About the lodge
Saruni rhino is in 350,000 hectares Sera conservancy, in the northern frontier of Kenya. Saruni rhino offers the first rhino tracking in East Africa, a walking safari that provides an adventure, but also allows the guests to contribute to the protection of this species. Herds of elephants populate this vast landscape, offering also birdwatching and cultural experiences with the singing well.
Rooms
Saruni rhino is a 3-banda camp. A banda is a rustic stone cottage with a thatched roof and canvas roll down windows. All bandas have flushing loos, hot & cold water and natural stone showers. The bandas are along a dry river bed lined with doum palms in a way that ensures privacy for guests.
Banda 1
Banda 1 is an open banda that sleeps 2 people, with a bathroom & stone shower and flushing toilet in the room. It is open plan in style with no room divider so more than 2 guests sharing will need to feel comfortable in the open-plan space. A sandy terrace has chairs and tables overlooking the lugga, the dry river bed.
Banda 2
Banda 2 is an open banda that sleeps 2 people. The en-suite bathroom & stone shower and flushing toilet is within the banda. A sandy terrace has chairs and tables overlooking the lugga, the dry river bed. A nearby tree bed provides resting space.
Banda 3
The family banda 3 is composed of 2 x double bedrooms sleeping 4 people. Both rooms have en-suite bathrooms & natural stone showers with flushing toilets. A shared lounge provides a cool retreat from the large stone verandah which also has outside seating & tables and has the best view of the waterhole directly in front.
Rhino tracking
Walking safari provides a unique adventure whilst also allowing guests to actively contribute to the protection of this iconic species.
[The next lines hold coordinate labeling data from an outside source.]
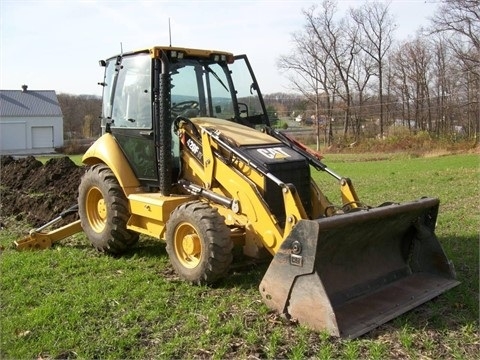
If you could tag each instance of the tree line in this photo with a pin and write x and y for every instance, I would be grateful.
(348, 72)
(350, 69)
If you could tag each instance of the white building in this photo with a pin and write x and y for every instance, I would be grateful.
(31, 121)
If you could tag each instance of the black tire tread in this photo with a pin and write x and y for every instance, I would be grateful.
(116, 238)
(218, 258)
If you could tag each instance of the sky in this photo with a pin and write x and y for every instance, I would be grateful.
(56, 44)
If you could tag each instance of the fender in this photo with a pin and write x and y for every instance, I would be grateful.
(106, 150)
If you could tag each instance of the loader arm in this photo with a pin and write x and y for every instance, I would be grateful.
(349, 196)
(228, 178)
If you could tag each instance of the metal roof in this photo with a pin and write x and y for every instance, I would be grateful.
(29, 103)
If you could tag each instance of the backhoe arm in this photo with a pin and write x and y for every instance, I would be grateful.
(39, 240)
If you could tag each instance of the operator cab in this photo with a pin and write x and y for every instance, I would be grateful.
(145, 91)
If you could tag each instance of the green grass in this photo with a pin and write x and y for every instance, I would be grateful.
(77, 159)
(72, 302)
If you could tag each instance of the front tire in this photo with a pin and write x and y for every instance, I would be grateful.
(198, 243)
(103, 210)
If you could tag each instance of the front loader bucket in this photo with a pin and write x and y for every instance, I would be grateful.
(350, 273)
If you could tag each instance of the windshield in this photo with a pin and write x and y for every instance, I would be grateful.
(206, 88)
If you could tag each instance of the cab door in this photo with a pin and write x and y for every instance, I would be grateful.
(128, 107)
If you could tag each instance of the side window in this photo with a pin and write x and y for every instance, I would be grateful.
(132, 105)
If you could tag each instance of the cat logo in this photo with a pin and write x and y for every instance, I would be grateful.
(274, 153)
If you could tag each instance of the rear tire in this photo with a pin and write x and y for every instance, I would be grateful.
(198, 243)
(103, 210)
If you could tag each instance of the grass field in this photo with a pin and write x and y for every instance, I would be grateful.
(72, 302)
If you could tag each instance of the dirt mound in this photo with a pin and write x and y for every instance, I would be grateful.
(36, 193)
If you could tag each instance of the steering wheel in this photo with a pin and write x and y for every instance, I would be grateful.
(176, 125)
(184, 105)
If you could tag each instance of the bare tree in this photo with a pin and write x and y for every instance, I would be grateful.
(459, 21)
(377, 25)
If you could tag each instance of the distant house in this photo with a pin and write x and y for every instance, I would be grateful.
(31, 121)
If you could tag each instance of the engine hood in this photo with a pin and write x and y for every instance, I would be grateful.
(241, 135)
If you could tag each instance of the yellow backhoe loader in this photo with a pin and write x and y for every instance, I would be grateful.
(188, 155)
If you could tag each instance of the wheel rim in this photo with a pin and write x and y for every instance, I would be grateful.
(188, 246)
(96, 209)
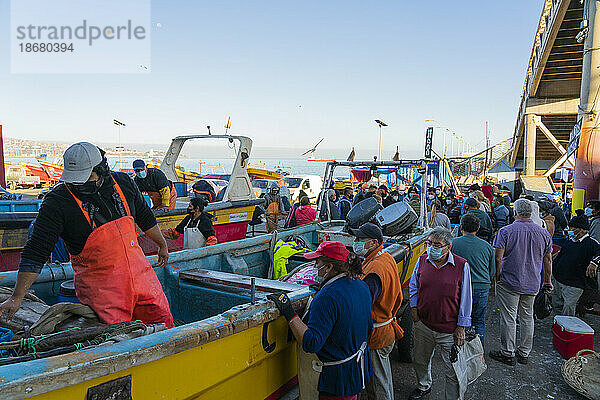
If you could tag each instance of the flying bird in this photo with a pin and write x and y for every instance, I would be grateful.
(314, 148)
(351, 156)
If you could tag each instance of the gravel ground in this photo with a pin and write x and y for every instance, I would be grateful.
(540, 379)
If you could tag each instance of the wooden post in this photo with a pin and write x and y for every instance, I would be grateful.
(529, 151)
(587, 161)
(2, 172)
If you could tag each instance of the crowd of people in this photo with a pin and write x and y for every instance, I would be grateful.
(522, 248)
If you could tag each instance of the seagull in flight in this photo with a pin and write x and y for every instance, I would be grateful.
(314, 148)
(351, 156)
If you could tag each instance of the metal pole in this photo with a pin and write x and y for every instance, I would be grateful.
(2, 172)
(587, 161)
(379, 152)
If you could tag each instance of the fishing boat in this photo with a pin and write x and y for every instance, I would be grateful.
(54, 171)
(37, 170)
(261, 173)
(231, 216)
(229, 342)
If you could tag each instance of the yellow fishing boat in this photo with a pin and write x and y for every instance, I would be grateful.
(231, 342)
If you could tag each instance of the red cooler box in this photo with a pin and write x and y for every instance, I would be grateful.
(570, 334)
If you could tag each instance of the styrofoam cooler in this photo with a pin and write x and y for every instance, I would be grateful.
(570, 335)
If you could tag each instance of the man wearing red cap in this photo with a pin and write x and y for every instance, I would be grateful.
(381, 275)
(338, 324)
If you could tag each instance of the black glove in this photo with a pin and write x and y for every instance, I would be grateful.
(284, 305)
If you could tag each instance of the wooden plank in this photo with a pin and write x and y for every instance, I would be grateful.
(223, 278)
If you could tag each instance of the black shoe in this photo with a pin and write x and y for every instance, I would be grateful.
(522, 359)
(418, 394)
(498, 356)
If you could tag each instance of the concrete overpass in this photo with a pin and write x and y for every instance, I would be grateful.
(550, 100)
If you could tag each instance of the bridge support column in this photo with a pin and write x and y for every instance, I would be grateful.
(587, 162)
(529, 150)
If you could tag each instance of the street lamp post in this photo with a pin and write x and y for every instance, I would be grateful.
(119, 124)
(381, 124)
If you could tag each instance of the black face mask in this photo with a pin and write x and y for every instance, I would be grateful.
(87, 188)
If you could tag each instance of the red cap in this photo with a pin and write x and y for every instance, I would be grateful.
(335, 250)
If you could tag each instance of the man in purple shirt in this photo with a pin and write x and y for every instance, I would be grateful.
(441, 301)
(522, 248)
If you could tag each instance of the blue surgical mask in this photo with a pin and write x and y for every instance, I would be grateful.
(359, 248)
(435, 253)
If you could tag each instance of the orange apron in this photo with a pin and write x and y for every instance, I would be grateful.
(113, 276)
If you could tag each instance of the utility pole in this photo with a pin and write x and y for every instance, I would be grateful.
(381, 124)
(587, 161)
(119, 124)
(487, 146)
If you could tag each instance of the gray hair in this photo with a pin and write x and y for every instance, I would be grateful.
(441, 233)
(523, 208)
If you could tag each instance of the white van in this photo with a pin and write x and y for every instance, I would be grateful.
(310, 184)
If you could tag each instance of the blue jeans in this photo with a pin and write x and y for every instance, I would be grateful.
(480, 297)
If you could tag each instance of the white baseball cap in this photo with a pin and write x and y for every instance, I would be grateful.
(79, 160)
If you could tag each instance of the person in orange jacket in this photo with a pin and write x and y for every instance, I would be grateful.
(196, 227)
(96, 212)
(381, 275)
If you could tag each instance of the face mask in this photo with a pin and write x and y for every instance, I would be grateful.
(88, 188)
(359, 248)
(434, 253)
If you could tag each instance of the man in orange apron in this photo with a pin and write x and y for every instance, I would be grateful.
(381, 276)
(95, 211)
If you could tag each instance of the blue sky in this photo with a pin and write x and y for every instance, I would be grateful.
(289, 73)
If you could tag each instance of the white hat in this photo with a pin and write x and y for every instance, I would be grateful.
(79, 160)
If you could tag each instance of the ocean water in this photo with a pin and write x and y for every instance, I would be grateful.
(219, 165)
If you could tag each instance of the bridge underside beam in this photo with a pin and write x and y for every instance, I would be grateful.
(555, 118)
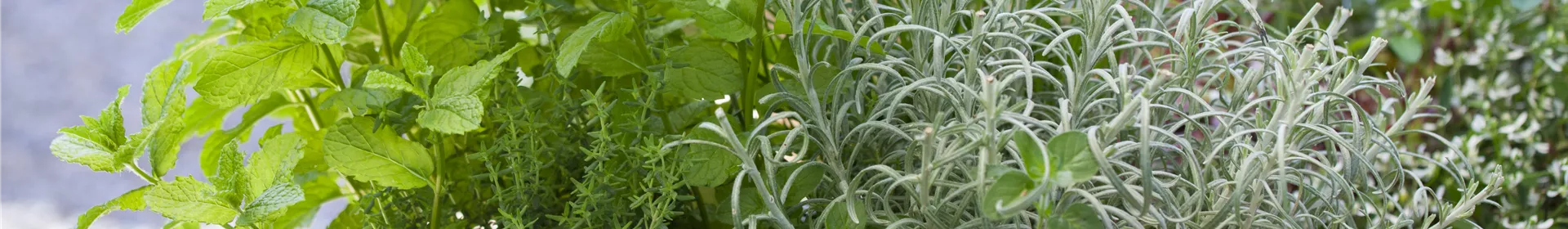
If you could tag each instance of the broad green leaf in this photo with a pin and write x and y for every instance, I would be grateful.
(617, 58)
(248, 73)
(707, 165)
(1076, 217)
(1409, 49)
(378, 79)
(216, 8)
(458, 106)
(354, 148)
(453, 114)
(325, 20)
(270, 204)
(1010, 187)
(603, 27)
(710, 73)
(163, 145)
(1071, 160)
(1032, 154)
(187, 200)
(274, 162)
(441, 35)
(129, 201)
(729, 20)
(136, 11)
(96, 141)
(233, 182)
(416, 66)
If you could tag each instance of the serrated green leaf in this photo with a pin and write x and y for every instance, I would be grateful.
(441, 35)
(1032, 154)
(216, 8)
(274, 162)
(1010, 187)
(272, 203)
(453, 114)
(354, 148)
(731, 20)
(617, 58)
(187, 200)
(710, 73)
(136, 11)
(245, 74)
(707, 165)
(1076, 217)
(1071, 160)
(96, 141)
(378, 79)
(457, 106)
(233, 182)
(127, 201)
(604, 27)
(325, 20)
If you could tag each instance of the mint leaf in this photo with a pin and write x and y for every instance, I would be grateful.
(274, 162)
(325, 20)
(457, 106)
(187, 200)
(1032, 154)
(136, 11)
(710, 73)
(441, 35)
(378, 79)
(1071, 160)
(453, 114)
(129, 201)
(380, 157)
(270, 204)
(216, 8)
(729, 22)
(231, 181)
(96, 141)
(617, 58)
(604, 25)
(247, 73)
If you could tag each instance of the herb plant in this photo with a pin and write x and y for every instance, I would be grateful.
(782, 114)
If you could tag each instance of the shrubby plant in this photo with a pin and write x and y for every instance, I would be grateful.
(786, 114)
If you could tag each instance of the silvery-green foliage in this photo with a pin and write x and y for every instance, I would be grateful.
(1192, 121)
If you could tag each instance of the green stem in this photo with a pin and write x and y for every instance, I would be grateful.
(143, 174)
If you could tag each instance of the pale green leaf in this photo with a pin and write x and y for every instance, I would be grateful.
(187, 200)
(710, 73)
(731, 22)
(378, 79)
(274, 162)
(129, 201)
(248, 73)
(354, 148)
(1071, 160)
(453, 114)
(270, 204)
(441, 35)
(325, 20)
(604, 27)
(136, 11)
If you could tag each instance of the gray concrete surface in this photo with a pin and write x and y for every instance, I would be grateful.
(61, 58)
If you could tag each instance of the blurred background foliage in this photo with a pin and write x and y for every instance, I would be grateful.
(1499, 71)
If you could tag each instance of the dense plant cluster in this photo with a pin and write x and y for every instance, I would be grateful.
(843, 114)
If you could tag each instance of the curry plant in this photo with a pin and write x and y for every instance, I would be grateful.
(777, 114)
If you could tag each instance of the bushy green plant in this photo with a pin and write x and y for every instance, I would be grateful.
(784, 114)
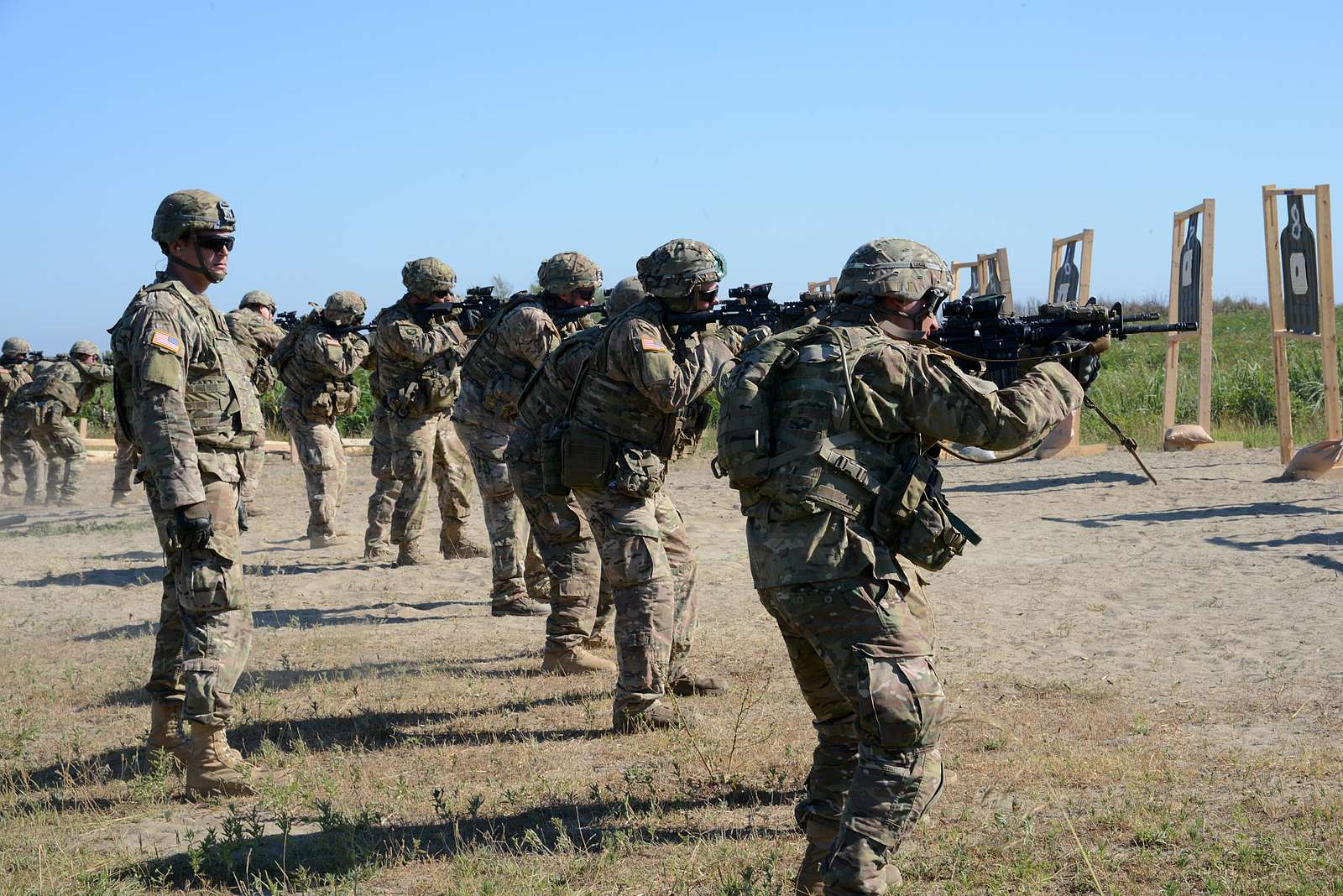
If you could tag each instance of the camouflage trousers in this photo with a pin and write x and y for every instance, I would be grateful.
(863, 654)
(564, 541)
(648, 560)
(516, 565)
(124, 468)
(449, 475)
(205, 624)
(60, 443)
(322, 457)
(20, 452)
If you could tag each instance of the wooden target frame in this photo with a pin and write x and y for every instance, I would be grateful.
(1058, 251)
(1327, 336)
(980, 266)
(1206, 216)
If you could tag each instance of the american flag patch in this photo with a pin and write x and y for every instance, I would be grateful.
(165, 341)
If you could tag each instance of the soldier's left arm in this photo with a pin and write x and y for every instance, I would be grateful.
(906, 388)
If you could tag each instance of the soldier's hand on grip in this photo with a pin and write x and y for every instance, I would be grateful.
(1083, 364)
(192, 526)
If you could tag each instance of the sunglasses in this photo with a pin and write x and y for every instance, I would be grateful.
(217, 243)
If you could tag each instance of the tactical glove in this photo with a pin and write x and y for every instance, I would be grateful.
(1084, 367)
(192, 526)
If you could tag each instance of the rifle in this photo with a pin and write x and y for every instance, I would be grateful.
(990, 345)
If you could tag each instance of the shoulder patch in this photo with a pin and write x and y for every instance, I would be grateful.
(165, 341)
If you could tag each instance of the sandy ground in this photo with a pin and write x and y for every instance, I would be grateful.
(1213, 600)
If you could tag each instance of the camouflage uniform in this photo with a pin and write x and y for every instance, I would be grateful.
(581, 596)
(18, 450)
(44, 405)
(624, 419)
(320, 388)
(415, 358)
(255, 338)
(501, 361)
(859, 628)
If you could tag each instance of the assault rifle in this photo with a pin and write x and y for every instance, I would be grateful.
(993, 342)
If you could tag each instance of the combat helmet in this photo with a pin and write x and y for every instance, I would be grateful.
(568, 273)
(259, 298)
(344, 309)
(15, 346)
(891, 267)
(673, 270)
(426, 277)
(626, 294)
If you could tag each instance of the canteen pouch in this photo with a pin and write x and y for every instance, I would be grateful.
(584, 456)
(911, 515)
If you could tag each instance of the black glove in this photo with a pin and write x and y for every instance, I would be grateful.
(192, 526)
(1084, 367)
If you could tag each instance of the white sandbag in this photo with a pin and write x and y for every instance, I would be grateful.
(1186, 436)
(1315, 461)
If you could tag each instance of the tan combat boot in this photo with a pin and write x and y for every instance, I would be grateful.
(574, 662)
(212, 772)
(410, 555)
(165, 732)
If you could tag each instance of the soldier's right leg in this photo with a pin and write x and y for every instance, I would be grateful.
(645, 604)
(387, 488)
(411, 464)
(574, 569)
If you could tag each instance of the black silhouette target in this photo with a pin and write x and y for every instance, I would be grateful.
(1300, 273)
(1067, 279)
(1190, 273)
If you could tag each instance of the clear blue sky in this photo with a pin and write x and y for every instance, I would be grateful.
(353, 137)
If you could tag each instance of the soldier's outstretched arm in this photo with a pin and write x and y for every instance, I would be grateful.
(903, 388)
(159, 352)
(644, 358)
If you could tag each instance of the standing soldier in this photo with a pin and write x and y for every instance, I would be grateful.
(501, 361)
(416, 360)
(562, 533)
(830, 435)
(55, 393)
(257, 336)
(624, 423)
(181, 393)
(15, 373)
(319, 376)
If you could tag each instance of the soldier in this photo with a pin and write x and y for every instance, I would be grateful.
(18, 450)
(255, 334)
(562, 533)
(622, 427)
(181, 394)
(499, 365)
(849, 495)
(319, 387)
(57, 392)
(416, 360)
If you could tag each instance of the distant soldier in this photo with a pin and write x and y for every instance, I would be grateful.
(562, 531)
(257, 336)
(49, 403)
(181, 394)
(319, 388)
(503, 358)
(416, 367)
(15, 441)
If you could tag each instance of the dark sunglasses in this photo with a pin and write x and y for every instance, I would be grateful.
(217, 243)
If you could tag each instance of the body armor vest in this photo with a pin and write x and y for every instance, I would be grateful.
(217, 378)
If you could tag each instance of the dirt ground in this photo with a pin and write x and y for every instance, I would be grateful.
(1147, 685)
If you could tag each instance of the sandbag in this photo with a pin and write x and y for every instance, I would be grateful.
(1315, 461)
(1058, 439)
(1186, 436)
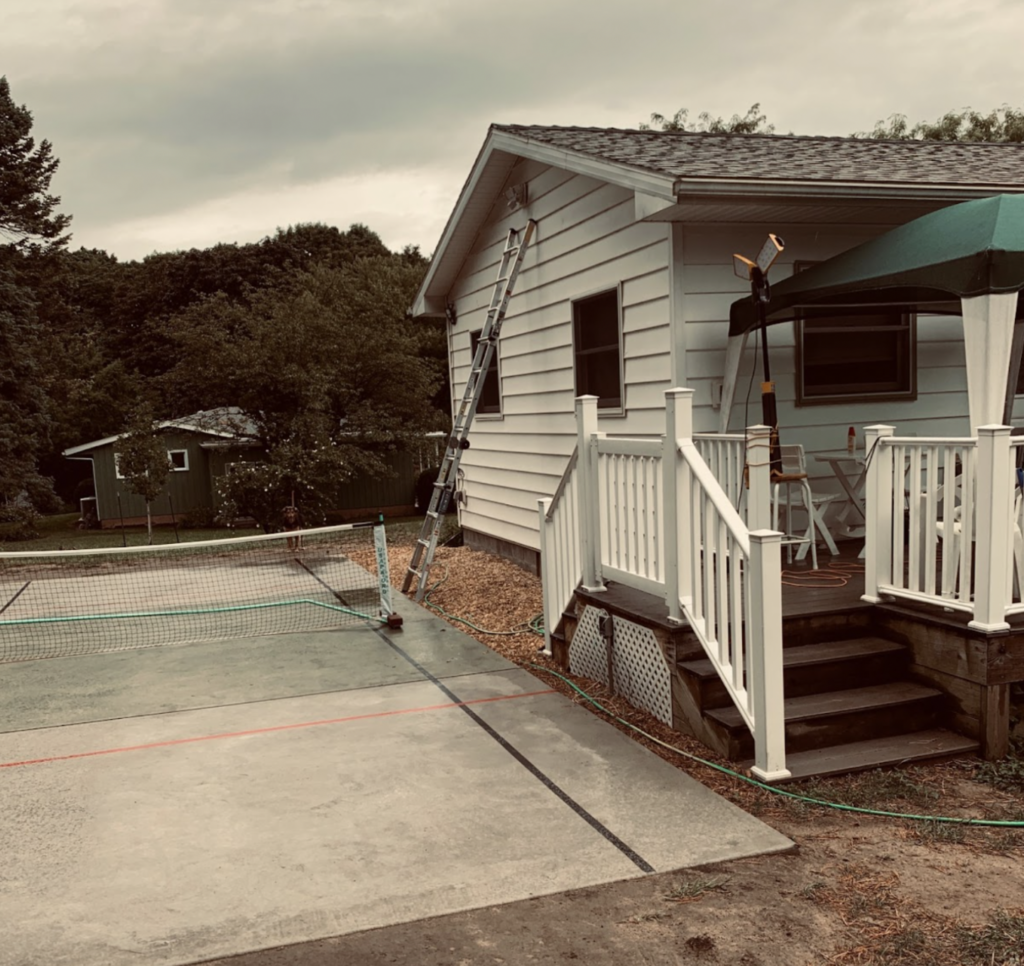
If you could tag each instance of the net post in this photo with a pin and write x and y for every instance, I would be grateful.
(384, 575)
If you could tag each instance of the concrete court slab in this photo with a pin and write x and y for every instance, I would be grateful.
(209, 846)
(159, 680)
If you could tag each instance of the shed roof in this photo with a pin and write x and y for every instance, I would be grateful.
(786, 157)
(227, 422)
(670, 167)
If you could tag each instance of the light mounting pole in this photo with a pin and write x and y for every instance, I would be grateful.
(757, 274)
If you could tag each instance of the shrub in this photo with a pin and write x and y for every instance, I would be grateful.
(20, 521)
(200, 517)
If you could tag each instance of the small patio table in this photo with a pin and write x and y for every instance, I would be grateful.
(841, 462)
(844, 465)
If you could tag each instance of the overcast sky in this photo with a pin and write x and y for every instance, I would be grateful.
(183, 123)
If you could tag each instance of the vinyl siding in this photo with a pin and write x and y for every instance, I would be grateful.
(586, 242)
(711, 287)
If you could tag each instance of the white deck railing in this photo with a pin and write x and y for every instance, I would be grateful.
(651, 514)
(560, 568)
(630, 483)
(941, 522)
(725, 454)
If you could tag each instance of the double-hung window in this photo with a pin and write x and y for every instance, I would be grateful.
(869, 357)
(491, 394)
(597, 348)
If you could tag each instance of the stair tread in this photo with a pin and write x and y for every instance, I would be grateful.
(876, 753)
(825, 653)
(840, 702)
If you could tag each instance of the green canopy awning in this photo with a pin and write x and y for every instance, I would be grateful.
(926, 265)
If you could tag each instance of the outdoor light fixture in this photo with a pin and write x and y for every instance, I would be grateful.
(757, 274)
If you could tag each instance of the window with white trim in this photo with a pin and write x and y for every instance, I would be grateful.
(491, 394)
(178, 460)
(870, 355)
(597, 347)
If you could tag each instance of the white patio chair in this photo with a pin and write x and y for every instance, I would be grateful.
(795, 479)
(950, 572)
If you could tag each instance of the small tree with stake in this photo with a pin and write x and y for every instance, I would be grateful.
(142, 461)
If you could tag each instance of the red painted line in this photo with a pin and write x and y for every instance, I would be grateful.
(276, 727)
Tracking black rhino on foot, accompanied by an expert Saruni guide and a highly-trained Sera community ranger, equipped with a transmitter correlating to the GPS whereabouts of the 12 rhino throughout the 54, 000 hectares-large sanctuary.
Rhino sanctuary
Sera community conservancy, home to around 16, 000 Samburu semi-nomadic pastoralists which form part of the sub-tribe of the Maasai, here is where essentially a sanctuary within a conservancy was formed. Highly secure and fenced, a group of black rhino were re-introduced to Sera conservancy rhino sanctuary to spread and increase Kenya’s black rhino population and encourage visitors to the remote and stunning part of the country with a fully community-focused ideology to encourage the sustainable benefits of conservation that Saruni so strongly believes.
Black rhino introduction
An area which for over 40 years has seen the depletion of the black rhino, until now, where one of the most advanced conservation projects has taken place and the first of its kind, whereby a group of black rhino has been successfully reintroduced in the fenced, maximum protection sanctuary offering the endangered species a chance to flourish.
Singing wells
A totally unique and intimate tradition, the singing wells of Samburu remain an exclusive experience we offer our guests. Home to the fifty wells, Kisima Hamsini, a series of fifty springs where local pastoralists take their livestock to water, digging deep in the barren land filling up wells to in-turn fill up holders and troughs whilst singing a unique melody to which each Moran’s herd heeds.